Beetle in the Box: Architecture

Showing posts with label Architecture. Show all posts

Wednesday, November 13, 2013

Game Architecture and Networking, Part 2

In this post I will talk in more detail about my game architecture and how the networking is realized in it. For the basics of my architecture, see these two old blog posts from last year:
Parallel Game Architecture, Part 1
Parallel Game Architecture, Part 2
In short, my architecture consists of 6 subsystems which all work on their own copy of a subset of game data. Because they work on a copy, they can be updated concurrently. If a subsystem changes its game data copy, it has to queue the change up in the change manager. After all subsystems are finished updating, the change manager distributes the changes to the other subsystems. Right now my engine has the following 6 subsystems:

Input: responsible for reading the input from the gamepad or keyboard
Physic: collision detection and physical simulation of the world (uses Jitter Physics Engine)
Graphic and Audio: uses the SunBurn Engine and Mercury Particle Engine
LevelLogic: responsible for checking winning/losing conditions, creating/destroying objects, and so on
Networking: communicate with other peers over the network
AI: calculates the InputActions for not human controlled game entities (allies, enemies, homing missiles, ...)

In the picture below you can see how a player controllable game entity (for example the player's space ship) is represented in the game architecture. Every box equates to an object in the specific subsystem.


Representation of a player controllable entity on the host and a client system. The numbers in the white circles show the latency in number of frames.

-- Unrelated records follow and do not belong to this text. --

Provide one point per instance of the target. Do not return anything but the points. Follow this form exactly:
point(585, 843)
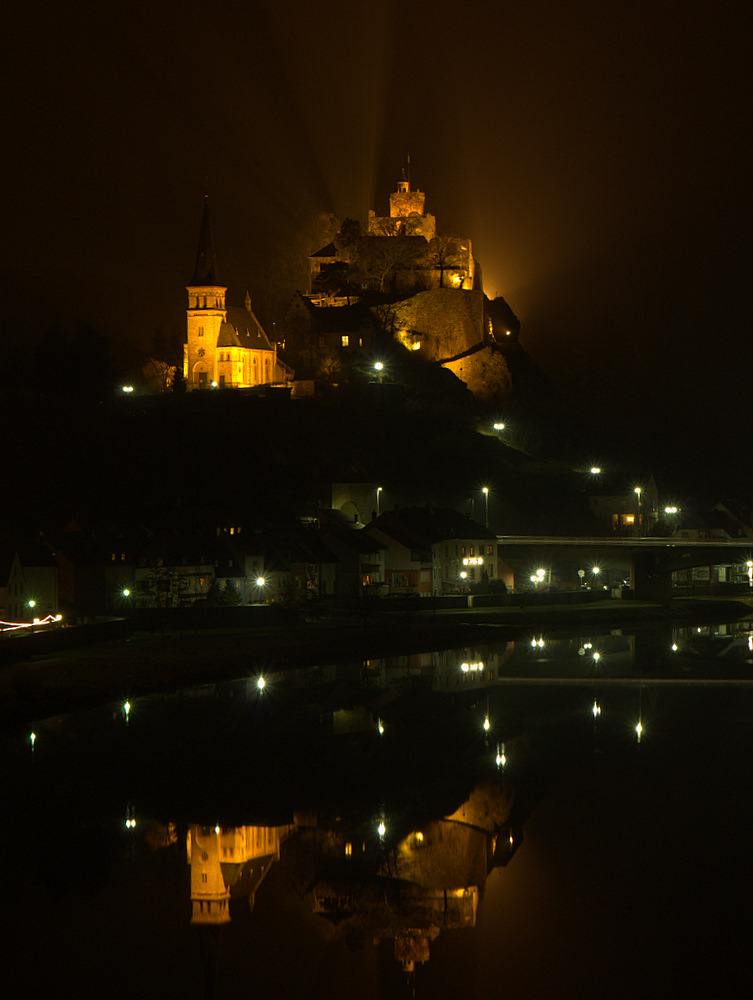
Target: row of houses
point(102, 568)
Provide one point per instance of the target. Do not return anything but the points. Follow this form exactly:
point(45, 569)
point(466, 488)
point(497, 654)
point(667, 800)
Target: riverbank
point(148, 662)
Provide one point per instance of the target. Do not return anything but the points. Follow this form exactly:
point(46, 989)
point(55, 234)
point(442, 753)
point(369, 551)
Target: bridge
point(646, 563)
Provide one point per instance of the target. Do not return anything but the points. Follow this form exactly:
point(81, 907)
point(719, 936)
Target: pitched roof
point(205, 272)
point(243, 329)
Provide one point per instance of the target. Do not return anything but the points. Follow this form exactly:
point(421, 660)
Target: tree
point(179, 382)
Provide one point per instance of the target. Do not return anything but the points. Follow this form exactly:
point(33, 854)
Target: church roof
point(205, 272)
point(243, 329)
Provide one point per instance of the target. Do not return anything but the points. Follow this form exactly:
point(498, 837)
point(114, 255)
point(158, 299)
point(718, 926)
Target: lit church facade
point(226, 347)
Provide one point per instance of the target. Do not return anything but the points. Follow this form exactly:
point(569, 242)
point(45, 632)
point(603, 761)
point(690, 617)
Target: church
point(226, 346)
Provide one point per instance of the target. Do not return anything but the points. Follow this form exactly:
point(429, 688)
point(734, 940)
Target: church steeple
point(205, 272)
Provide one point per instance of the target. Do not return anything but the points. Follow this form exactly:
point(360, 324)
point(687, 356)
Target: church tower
point(206, 313)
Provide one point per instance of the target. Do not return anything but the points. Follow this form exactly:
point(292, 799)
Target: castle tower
point(206, 313)
point(404, 201)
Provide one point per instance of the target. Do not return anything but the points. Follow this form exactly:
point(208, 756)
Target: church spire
point(205, 272)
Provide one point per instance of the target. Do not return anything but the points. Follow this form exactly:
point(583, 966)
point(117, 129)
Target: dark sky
point(597, 154)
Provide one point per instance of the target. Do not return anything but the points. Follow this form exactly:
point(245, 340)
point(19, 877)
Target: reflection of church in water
point(228, 861)
point(429, 881)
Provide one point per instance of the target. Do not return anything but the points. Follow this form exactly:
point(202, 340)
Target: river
point(562, 816)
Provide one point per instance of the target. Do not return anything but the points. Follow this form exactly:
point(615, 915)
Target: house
point(433, 551)
point(627, 508)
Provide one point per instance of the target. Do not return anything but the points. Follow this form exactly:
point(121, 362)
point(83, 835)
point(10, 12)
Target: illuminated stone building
point(225, 346)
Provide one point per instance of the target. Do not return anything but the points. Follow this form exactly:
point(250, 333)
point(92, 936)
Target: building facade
point(226, 347)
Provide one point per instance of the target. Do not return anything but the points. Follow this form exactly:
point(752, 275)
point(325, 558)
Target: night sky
point(597, 155)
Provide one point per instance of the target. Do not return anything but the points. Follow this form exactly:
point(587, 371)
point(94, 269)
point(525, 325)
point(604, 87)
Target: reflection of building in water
point(228, 861)
point(430, 882)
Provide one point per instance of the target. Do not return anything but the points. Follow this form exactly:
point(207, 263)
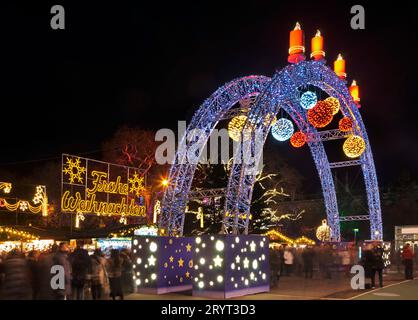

In the input system the pressed buttons are read and translated to InputActions (Accelerate, Rotate, Fire Weapon, ...). Those InputActions are interpreted by the phyics-system which is the central subsystem of the engine. It informs the other system about the physical state of all the game entities like the current position, current acceleration, collisions and so on. These information are needed in the graphics and audio system to render the game entities models at the right position, play a sound and/or trigger a particle effect.

Host Side Networking
The networking system has to send the physical state of the game entities to all clients. For important game entities like player ships, this is done a few times per second, for ai objects much more infrequently, because ai objects behave more or less deterministically (iff the client and host are in sync!). There are some important physical state changes which trigger an immediate network send. For example, if the game entity is firing, we want to create the fired projectile on the clients as fast as possible, to minimize the divergence between the host-world and the client worlds.

Client Side Networking
On the client side, the networking system receives the physical state and calculates a prediction, based on the latency, the received velocity and current acceleration. In the next change distribution phase the current physical state in the physic-system is overwritten by the predicted physical state. Then it takes one more frame till the information is really visible on the client side. On the Xbox my game runs on average at 60 frames per second. This means, if a player fires her weapon this is seen at the earliest 66 ms (4 frames) + X ms later on another peer. X depends on the latency L and the point in time the network packet is received. If the packet is received after the networking system has already finished updating, the packet has to wait for the next frame till it gets processed.

Conclution
The latency is a disadvantage of the game architecture. But it could be improved for example by merging the input system into the physics-system. A separate input system does not improve performance. But merging the two system would reduce the maintainability, therefor I have no plans doing this in the near future. Separation of concerns between the systems is really a big plus. You could even replace a system completely without affecting the other systems.
On importent part of my networking code is not finished yet: the interpolation. Right now the old physical state is simply overwritten by the new one received from the host. If the two states differ much, the movement of the game entity looks jerky. To solve this, the difference from the old to the new physical state can be evenly spread and applied over the next few frames.

Wednesday, March 21, 2012

Parallel Game Architecture, Part 2

As promised, here is the second part of my game architecture post.
Last week I coded something I wanted for a long time in my game. A scheduling visualizer! With it you get a much better feeling how all the parallel stuff works. In the picture below you can see 20ms of game time. Each row represents one thread and the rightmost frame is the last frame rendered. On the basis of the picture I will try to explain how my architecture works. To see the scheduling visualizer in action, jump to the video at the bottom.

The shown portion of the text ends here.